The database credentials

By default, the tests are run in a database named wp_cli_test with the user also named wp_cli_test with password password1. This should be set up via the composer prepare-tests command.

The following environment variables can be set to override the default database credentials.

  • WP_CLI_TEST_DBHOST is the host to use and can include a port, i.e "" (defaults to "localhost")
  • WP_CLI_TEST_DBROOTUSER is the user that has permission to administer databases and users (defaults to "root").
  • WP_CLI_TEST_DBROOTPASS is the password to use for the above user (defaults to an empty password).
  • WP_CLI_TEST_DBNAME is the database that the tests run under (defaults to "wp_cli_test").
  • WP_CLI_TEST_DBUSER is the user that the tests run under (defaults to "wp_cli_test").
  • WP_CLI_TEST_DBPASS is the password to use for the above user (defaults to "password1").
  • WP_CLI_TEST_DBTYPE is the database engine type to use, i.e. "sqlite" for running tests on SQLite instead of MySQL (defaults to "mysql").

Environment variables can be set for the whole session via the following syntax: export WP_CLI_TEST_DBNAME=custom_db.

They can also be set for a single execution by prepending them before the Behat command: WP_CLI_TEST_DBNAME=custom_db composer behat.


We appreciate you taking the initiative to contribute to this project.

Contributing isn’t limited to just code. We encourage you to contribute in the way that best fits your abilities, by writing tutorials, giving a demo at your local meetup, helping other users with their support questions, or revising our documentation.

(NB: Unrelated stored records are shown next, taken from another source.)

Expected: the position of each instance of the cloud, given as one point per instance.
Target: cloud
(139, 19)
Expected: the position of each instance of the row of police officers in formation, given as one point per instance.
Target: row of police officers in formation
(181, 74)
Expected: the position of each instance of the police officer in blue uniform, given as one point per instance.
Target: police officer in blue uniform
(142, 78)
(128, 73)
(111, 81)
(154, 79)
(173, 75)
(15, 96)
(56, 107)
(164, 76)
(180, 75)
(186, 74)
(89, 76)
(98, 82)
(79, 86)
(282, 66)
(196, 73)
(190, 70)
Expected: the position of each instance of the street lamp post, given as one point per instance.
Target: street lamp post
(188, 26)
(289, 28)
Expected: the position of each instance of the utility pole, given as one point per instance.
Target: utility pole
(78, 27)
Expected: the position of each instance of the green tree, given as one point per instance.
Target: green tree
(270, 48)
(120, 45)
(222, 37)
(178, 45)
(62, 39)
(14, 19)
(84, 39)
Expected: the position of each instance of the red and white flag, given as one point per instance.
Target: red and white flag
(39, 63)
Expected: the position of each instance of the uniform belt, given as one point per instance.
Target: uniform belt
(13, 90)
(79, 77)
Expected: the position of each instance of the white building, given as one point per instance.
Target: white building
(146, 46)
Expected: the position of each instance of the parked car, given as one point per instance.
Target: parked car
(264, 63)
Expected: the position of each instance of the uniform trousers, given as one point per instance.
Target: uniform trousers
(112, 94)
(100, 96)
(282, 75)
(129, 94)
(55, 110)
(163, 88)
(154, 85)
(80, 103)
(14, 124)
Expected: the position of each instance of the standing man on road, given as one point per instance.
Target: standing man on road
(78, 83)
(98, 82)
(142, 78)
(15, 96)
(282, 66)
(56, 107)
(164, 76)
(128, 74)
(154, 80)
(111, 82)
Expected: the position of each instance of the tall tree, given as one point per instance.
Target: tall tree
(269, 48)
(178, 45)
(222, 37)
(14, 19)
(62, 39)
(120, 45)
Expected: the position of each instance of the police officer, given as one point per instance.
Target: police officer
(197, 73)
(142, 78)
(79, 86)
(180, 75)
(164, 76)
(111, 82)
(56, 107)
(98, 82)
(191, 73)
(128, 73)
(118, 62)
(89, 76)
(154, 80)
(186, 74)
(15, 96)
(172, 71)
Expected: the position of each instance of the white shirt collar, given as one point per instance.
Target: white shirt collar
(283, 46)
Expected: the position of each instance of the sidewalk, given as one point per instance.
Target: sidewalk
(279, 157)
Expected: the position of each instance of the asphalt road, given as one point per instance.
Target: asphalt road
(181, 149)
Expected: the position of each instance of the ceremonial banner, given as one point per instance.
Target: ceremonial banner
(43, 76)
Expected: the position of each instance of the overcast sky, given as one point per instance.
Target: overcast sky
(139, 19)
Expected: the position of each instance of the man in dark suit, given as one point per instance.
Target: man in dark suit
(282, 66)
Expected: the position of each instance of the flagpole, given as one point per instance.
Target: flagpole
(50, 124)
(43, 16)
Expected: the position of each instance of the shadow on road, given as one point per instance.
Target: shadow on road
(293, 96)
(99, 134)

For a more thorough introduction, check out WP-CLI's guide to contributing. This package follows those policy and guidelines.

Reporting a bug

Think you’ve found a bug? We’d love for you to help us get it fixed.

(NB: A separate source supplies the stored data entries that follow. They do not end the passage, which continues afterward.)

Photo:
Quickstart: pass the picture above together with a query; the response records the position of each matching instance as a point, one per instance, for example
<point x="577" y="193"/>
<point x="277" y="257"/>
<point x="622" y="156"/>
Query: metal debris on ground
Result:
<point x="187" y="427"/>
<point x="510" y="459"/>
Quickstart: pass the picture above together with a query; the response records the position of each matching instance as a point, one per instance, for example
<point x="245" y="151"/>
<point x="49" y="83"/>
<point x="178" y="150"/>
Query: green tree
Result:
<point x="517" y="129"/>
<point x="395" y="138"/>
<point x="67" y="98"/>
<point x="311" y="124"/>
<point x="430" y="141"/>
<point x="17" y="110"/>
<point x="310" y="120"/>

Before you create a new issue, you should search existing issues to see if there’s an existing resolution to it, or if it’s already been fixed in a newer version.

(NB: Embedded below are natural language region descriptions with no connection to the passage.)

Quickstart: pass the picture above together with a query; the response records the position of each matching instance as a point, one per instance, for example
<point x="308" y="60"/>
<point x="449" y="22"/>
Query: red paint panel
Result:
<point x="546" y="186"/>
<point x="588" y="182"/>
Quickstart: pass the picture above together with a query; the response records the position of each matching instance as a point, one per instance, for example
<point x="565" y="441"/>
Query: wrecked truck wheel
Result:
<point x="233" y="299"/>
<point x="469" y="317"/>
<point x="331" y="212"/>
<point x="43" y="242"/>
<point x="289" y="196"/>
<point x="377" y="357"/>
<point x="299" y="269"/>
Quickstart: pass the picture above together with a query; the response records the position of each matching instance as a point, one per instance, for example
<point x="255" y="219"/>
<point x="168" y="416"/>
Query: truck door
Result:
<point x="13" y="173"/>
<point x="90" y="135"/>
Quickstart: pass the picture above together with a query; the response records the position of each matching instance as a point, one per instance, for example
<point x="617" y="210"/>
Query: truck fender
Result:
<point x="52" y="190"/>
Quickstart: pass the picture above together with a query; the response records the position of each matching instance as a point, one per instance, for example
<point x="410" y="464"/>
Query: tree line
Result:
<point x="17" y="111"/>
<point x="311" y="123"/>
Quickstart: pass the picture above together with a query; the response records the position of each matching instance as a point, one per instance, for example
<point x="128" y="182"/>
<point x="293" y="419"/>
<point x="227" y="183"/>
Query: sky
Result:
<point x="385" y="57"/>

Once you’ve done a bit of searching and discovered there isn’t an open or fixed issue for your bug, please create a new issue. Include as much detail as you can, and clear steps to reproduce if possible. For more guidance, review our bug report documentation.

Creating a pull request

Want to contribute a new feature? Please first open a new issue to discuss whether the feature is a good fit for the project.

Once you've decided to commit the time to seeing your pull request through, please follow our guidelines for creating a pull request to make sure it's a pleasant experience. See "Setting up" for details specific to working on this package locally.